The dataset of China-centered theses includes the following
information: a unique dissertation identifier (RID); region and country
of graduation (Region, Country); discipline and field of study
(Discipline, Field); year of graduation (Degree_Year); dissertation
title in both its original language and translated form (Title_Src,
Thesis); and the total number of dissertations within each discipline
and field (totalDisc, totalField), which is used for statistical
computations.
china_theses_all %>% group_by(Field) %>% count(sort = TRUE)
china_theses_all %>% group_by(Discipline) %>% count(sort = TRUE)
# Proportion
china_theses_fields <- china_theses_all %>% group_by(Field, totalField) %>% count()
china_theses_fields <- china_theses_fields %>% mutate(percent = round(n/totalField*100, 2))
china_theses_fields %>% arrange(desc(n))
china_theses_disciplines <- china_theses_all %>% group_by(Discipline, totalDisc) %>% count()
china_theses_disciplines <- china_theses_disciplines %>% mutate(percent = round(n/totalDisc*100, 2))
china_theses_disciplines %>% arrange(desc(n))
china_theses_disciplines %>% arrange(desc(percent))

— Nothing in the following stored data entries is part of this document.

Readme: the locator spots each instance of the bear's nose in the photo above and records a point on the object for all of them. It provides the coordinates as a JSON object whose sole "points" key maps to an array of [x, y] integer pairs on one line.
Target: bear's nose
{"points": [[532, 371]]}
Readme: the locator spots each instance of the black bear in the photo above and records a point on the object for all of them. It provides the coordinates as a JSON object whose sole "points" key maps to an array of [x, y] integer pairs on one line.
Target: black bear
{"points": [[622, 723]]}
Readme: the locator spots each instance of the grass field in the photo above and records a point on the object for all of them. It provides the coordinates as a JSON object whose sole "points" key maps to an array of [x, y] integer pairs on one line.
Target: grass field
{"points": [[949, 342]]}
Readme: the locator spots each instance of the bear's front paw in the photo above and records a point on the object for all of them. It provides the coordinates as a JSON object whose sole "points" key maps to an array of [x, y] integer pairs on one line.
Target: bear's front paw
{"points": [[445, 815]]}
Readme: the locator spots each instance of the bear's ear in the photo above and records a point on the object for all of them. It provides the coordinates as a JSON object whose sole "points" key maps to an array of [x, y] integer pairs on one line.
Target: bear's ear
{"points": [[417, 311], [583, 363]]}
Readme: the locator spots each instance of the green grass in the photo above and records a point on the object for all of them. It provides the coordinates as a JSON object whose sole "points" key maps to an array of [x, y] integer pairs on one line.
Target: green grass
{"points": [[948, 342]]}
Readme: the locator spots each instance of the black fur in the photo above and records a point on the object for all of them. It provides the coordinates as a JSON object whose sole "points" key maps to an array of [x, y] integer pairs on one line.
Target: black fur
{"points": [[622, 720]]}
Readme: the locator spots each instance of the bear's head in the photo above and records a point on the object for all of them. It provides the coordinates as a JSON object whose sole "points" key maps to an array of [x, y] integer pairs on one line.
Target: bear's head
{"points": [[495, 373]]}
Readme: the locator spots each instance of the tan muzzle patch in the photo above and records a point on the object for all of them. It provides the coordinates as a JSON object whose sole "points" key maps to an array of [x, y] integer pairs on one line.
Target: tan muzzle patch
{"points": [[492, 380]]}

849 dissertations in the Humanities and Social Sciences focused
on China, out of 1622, i.e. 52.3%. The disciplines that were most likely
to focus on China issues in absolute numbers are economics, education,
and international law and relations, but in proportion, history,
sociology, and anthropology are the most concerned with China.
library(hrbrthemes)
library(viridis)
# All Disciplines
china_theses_all %>%
ggplot( aes(x=Degree_Year)) +
geom_histogram( binwidth=1, fill="#69b3a2", color="#e9ecef", alpha=0.9) +
ggtitle("Bin size = 1") +
theme_ipsum() +
theme(
plot.title = element_text(size=15)
) +
labs(title = "China-focused theses",
x = "Year",
y = "Frequency",
caption = "Source: Yuan, T’ung-li")
# Humanities and Social Sciences
china_theses_all %>%
filter(Field == "Humanities and social sciences") %>%
ggplot( aes(x=Degree_Year)) +
geom_histogram( binwidth=1, fill="#69b3a2", color="#e9ecef", alpha=0.9) +
ggtitle("Bin size = 1") +
theme_ipsum() +
theme(
plot.title = element_text(size=15)
) +
labs(title = "China-focused theses (Humanities & Social Sciences)",
x = "Year",
y = "Frequency",
caption = "Source: Yuan, T’ung-li")
# Comparative Trend
shs_all <- phd_all_master %>% filter(Field == "Humanities and social sciences") %>% group_by(Degree_Year) %>% count() %>% rename(TotalTheses = n)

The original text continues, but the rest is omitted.